Halibut Nicoise Salad- serves 3- amounts are estimates-you can increase or decrease based on your preferences.
- 1 pound of halibut- cut into serving portions
- 5-6 small to medium Yukon Gold potatoes
- 1-2 cups of green beans
- Bibb lettuce- 1 head
- cherry or grape tomatoes,1/2 cup olives- any mixture you like,1/2 cup thinly sliced purple onion, 2 hard boiled eggs
- Vinaigrette- fresh lemon juice, Dijon mustard, olive oil, kosher salt and black pepper
First make the vinaigrette- I use a 1:3 ratio of acid to oil as my basis but you can increase to 1:2 or more if you like more acidic flavors- so I used about 2 T of fresh lemon juice and whisked in 2 teaspoons of Dijon mustard, salt and pepper. Then add 6 T of extra virgin olive oil slowly while whisking constantly. Taste and adjust as needed.

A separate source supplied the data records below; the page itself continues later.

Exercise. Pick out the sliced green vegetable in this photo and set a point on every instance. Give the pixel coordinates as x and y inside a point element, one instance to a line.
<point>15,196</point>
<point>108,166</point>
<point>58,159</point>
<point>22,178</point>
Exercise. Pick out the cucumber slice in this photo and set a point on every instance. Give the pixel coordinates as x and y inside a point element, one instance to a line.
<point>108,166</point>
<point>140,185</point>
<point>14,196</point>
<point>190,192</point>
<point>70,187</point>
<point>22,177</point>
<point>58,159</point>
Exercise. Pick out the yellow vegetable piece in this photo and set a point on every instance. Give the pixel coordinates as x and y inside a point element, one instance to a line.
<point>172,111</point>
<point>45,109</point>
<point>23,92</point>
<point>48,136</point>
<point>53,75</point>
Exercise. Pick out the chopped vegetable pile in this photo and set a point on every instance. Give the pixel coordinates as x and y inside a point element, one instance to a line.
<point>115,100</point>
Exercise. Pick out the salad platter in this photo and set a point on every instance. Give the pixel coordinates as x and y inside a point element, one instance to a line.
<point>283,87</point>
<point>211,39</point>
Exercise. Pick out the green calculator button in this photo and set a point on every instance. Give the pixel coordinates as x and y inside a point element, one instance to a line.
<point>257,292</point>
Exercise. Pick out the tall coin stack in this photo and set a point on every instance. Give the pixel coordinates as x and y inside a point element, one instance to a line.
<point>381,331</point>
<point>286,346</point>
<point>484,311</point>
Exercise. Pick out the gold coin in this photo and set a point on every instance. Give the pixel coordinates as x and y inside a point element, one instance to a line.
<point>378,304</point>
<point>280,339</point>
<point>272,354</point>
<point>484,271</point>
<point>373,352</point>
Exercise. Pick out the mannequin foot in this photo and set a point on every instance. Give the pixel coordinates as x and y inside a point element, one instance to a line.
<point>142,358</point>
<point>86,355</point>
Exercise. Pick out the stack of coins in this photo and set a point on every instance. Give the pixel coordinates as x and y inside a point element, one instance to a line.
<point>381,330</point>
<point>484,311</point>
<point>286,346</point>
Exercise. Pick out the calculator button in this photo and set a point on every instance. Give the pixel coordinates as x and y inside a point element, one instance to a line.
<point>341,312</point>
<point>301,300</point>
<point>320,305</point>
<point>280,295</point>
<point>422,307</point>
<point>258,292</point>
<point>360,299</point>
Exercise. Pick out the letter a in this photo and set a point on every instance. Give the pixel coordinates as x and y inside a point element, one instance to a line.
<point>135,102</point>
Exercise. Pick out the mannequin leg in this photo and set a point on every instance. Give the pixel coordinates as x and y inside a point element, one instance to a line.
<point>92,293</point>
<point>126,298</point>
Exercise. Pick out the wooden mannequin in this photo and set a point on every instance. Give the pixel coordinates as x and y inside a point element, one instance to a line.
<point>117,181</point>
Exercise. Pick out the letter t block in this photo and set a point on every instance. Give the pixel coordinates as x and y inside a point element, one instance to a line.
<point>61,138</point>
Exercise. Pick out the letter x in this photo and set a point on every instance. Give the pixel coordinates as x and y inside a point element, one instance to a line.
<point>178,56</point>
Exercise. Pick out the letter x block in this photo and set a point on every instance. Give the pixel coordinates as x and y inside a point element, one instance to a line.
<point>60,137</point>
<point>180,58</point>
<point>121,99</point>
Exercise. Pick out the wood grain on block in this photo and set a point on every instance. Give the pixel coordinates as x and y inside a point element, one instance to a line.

Blanch the cleaned green beans in boiling salted water for 1-2 minutes and then shock them in an ice water bath. Remove and set aside. Place the Yukon potatoes in the same boiling water and cook until knife tender- Remove when done, cut into thick slices and dress with the vinaigrette while still warm so they will absorb the flavors. Have the rest of the ingredients ready- quarter the hard boiled eggs and you can soak the purple onion slices in cold water to reduce the onion bite if desired- drain and dry before using
Prepare the barbeque- I prefer a wood fire always but can use a gas grill also- prepare the halibut fillets by sprinkling salt and pepper, then zest a lemon over the fillets and squeeze the juice on them- let set 30 minutes and then lightly dress with olive oil and put on the grill flesh side down. Again don’t let the fish set more than 30 minutes with the fresh lemon juice or you will end up with cerviche. Turn the fish only once and watch carefully not to overcook it. The time depends on the thickness of the fish and the heat of your grill, but is about 7-10 minutes for a 1 inch fillet.- Pull the fish before you think its done- it should be slightly opaque in the center and will continue to cook as it cools. Good rule of thumb is if you think it needs just a few more minutes- pull it. We use a thermometer and pull at 120-125 degrees and cover for 5-10 minutes to finish cooking. Practice makes perfect on cooking fish.
While the fish is resting, assemble the salad. Arrange Bibb lettuce on a large platter and lightly dress with the vinaigrette. Now add the potatoes to one section, dress the green beans and add to another section. Arrange the fish fillets on a section and arrange the tomatoes, olives, onions, and eggs in a pleasing pattern. Lightly drizzle the vinaigrette over all but use a generous dressing over the halibut. Serve with toasted ciabatta bread (drizzle olive oil over cut side of ciabatta bread, grill until lightly toasted and rub with cut garlic clove while warm- cut into slices). Enjoy!
Note-For you detail oriented people- I did forget to add the cherry tomatoes to mine- they remained on the counter- but was still delish!